_barti_ Napisano 1 Czerwca 2007 Napisano 1 Czerwca 2007 Chce połowić okonie na boczny trok. Na spining. Tylko nie idzie mi wbijanie tych haczyków. a jak grot wystaje w połowie gumy to już lepiej? Pozdrawiam
Lary Napisano 1 Czerwca 2007 Napisano 1 Czerwca 2007 Po pierwsze jezeli okoń to 3cm jest ok do bocznego trokka. Po drugie jak wbijasz hak w gumę to którą stroną go wbijasz bo wydaje (może śmieszne pytanie) ostrzem czy tym oczkiem bo widziałem juz magików którzy robili to na odwyrtkę
_barti_ Napisano 1 Czerwca 2007 Napisano 1 Czerwca 2007 Ostrzem wbijam. Tylko że szybko mi sie przebija grot na zewnątrz, choć haczyk jest na tyle długi że mógłby jeszcze wejść głębiej:/ Pozdrawiam
Lary Napisano 1 Czerwca 2007 Napisano 1 Czerwca 2007 To weź tę gumę tak wygnij (podda sie na pewo) i tak prowadź po haku aby hak nie przebił jej. Trening czyni mistrza.
Lary Napisano 1 Czerwca 2007 Napisano 1 Czerwca 2007 Nie ma sprawy po to jest forum. Pamiętaj że cierpliwość to drugie imię wędkarza Może dasz fotke tego co zdziałałeś z tą gumą. Pamiętaj że jeśli nastawiasz się na okonia to numerem jeden jest twister "motor oil" jak powiesz w sklepie to będą wiedzieli o co chodzi ja na ten kolor połapałem również sporo dużych leszczy jako przyłów w pogoni za okoniem.

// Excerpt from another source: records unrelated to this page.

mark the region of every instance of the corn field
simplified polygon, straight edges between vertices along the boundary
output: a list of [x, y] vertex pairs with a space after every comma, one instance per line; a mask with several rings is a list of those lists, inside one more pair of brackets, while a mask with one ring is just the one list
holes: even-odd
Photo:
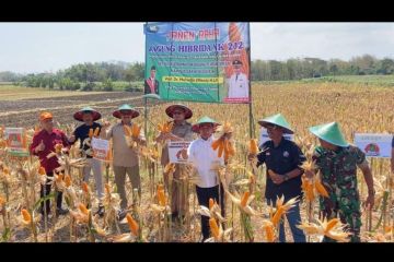
[[[317, 141], [308, 131], [308, 127], [337, 121], [350, 143], [356, 132], [394, 132], [394, 91], [382, 86], [359, 86], [346, 83], [283, 83], [255, 84], [253, 93], [253, 138], [257, 139], [257, 120], [281, 112], [294, 130], [296, 142], [310, 160], [310, 152]], [[54, 152], [58, 156], [65, 175], [55, 176], [56, 189], [47, 199], [55, 199], [57, 192], [63, 192], [63, 206], [70, 210], [65, 216], [55, 214], [43, 219], [38, 212], [44, 199], [39, 198], [39, 187], [47, 179], [36, 157], [12, 158], [5, 154], [2, 133], [0, 133], [0, 234], [2, 241], [9, 242], [196, 242], [200, 237], [200, 215], [209, 216], [212, 242], [277, 242], [279, 221], [290, 212], [297, 201], [301, 203], [302, 227], [308, 241], [318, 242], [323, 236], [338, 241], [347, 241], [348, 234], [338, 219], [318, 221], [317, 193], [302, 200], [285, 203], [278, 199], [268, 206], [265, 198], [265, 168], [254, 168], [247, 159], [251, 151], [248, 130], [248, 105], [219, 105], [184, 103], [196, 122], [202, 116], [217, 121], [231, 123], [231, 152], [227, 166], [217, 167], [218, 177], [224, 184], [225, 216], [221, 215], [218, 203], [210, 201], [209, 206], [199, 206], [192, 168], [182, 168], [181, 182], [187, 199], [185, 219], [175, 223], [171, 218], [171, 193], [165, 190], [163, 174], [173, 179], [174, 165], [160, 165], [162, 144], [154, 143], [159, 128], [169, 121], [164, 110], [170, 103], [149, 107], [147, 127], [147, 146], [131, 143], [140, 156], [142, 194], [132, 190], [126, 181], [129, 202], [128, 214], [118, 221], [119, 195], [116, 193], [111, 163], [103, 164], [105, 181], [104, 217], [94, 215], [99, 200], [94, 190], [94, 180], [82, 182], [81, 168], [85, 159], [79, 157], [79, 145], [71, 147], [69, 155], [61, 148]], [[114, 108], [115, 110], [116, 108]], [[71, 114], [71, 112], [70, 112]], [[143, 114], [141, 114], [143, 116]], [[103, 116], [103, 121], [116, 122], [112, 116]], [[76, 123], [60, 121], [58, 128], [70, 135]], [[100, 121], [102, 121], [100, 120]], [[134, 119], [141, 128], [143, 117]], [[27, 141], [34, 134], [34, 127], [27, 129]], [[135, 131], [137, 132], [137, 131]], [[134, 131], [131, 131], [134, 133]], [[131, 134], [132, 135], [132, 134]], [[389, 159], [369, 159], [375, 186], [375, 204], [371, 212], [362, 210], [361, 241], [385, 242], [394, 240], [393, 196], [394, 187]], [[310, 163], [304, 164], [305, 168]], [[256, 175], [256, 176], [254, 176]], [[362, 174], [358, 174], [358, 188], [361, 200], [367, 198], [367, 187]], [[170, 183], [171, 184], [171, 183]], [[306, 182], [305, 182], [306, 184]], [[308, 187], [305, 186], [305, 190]], [[54, 204], [56, 201], [53, 201]], [[55, 211], [55, 209], [53, 209]], [[292, 241], [287, 222], [287, 239]]]

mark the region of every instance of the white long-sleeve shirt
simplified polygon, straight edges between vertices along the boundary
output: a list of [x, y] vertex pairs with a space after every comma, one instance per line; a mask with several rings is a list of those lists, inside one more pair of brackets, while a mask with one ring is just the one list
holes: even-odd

Gucio Napisano 4 Maja 2008 Napisano 4 Maja 2008 Witam wszystkich!! Dzisiaj poszedłem na ryby...(z tatą) (OFIAR DĄBIA WISŁA W KRAKOWIE) Wszystko pięknie ładnie i wogóle,wykosili trawe na łowisku i łatwiej było chodzic po brzegach no ale trzeba teraz cos połowić nie?No to zaczynamy wyciągam wędke rozkładam ją zakładam przynętę(rippera niebiesko białego). i zaczynamy chodzic i rzucac z tą przynętą.ale cholera co jest? nic nie bierze przeszedłem pól rzeki i kurde nic nawet jednego puknięcia. przynęty zmienialem i mienialem i tez nic!! jesli chodzi o prowwadzenie to roznie probowalem z opadami itd. łowi ktoś tu może? i zna ktos to lowisko? CO JA ROBIE Źle!!!!
gojk Napisano 4 Maja 2008 Napisano 4 Maja 2008 nie można jednoznacznie powiedziec co jest nie tak byc może kręciłeś za szybko korbka od kołowrotka a być może w ten dzień ryby nie brały duzo jest odpowiedzi na twoje pytanie........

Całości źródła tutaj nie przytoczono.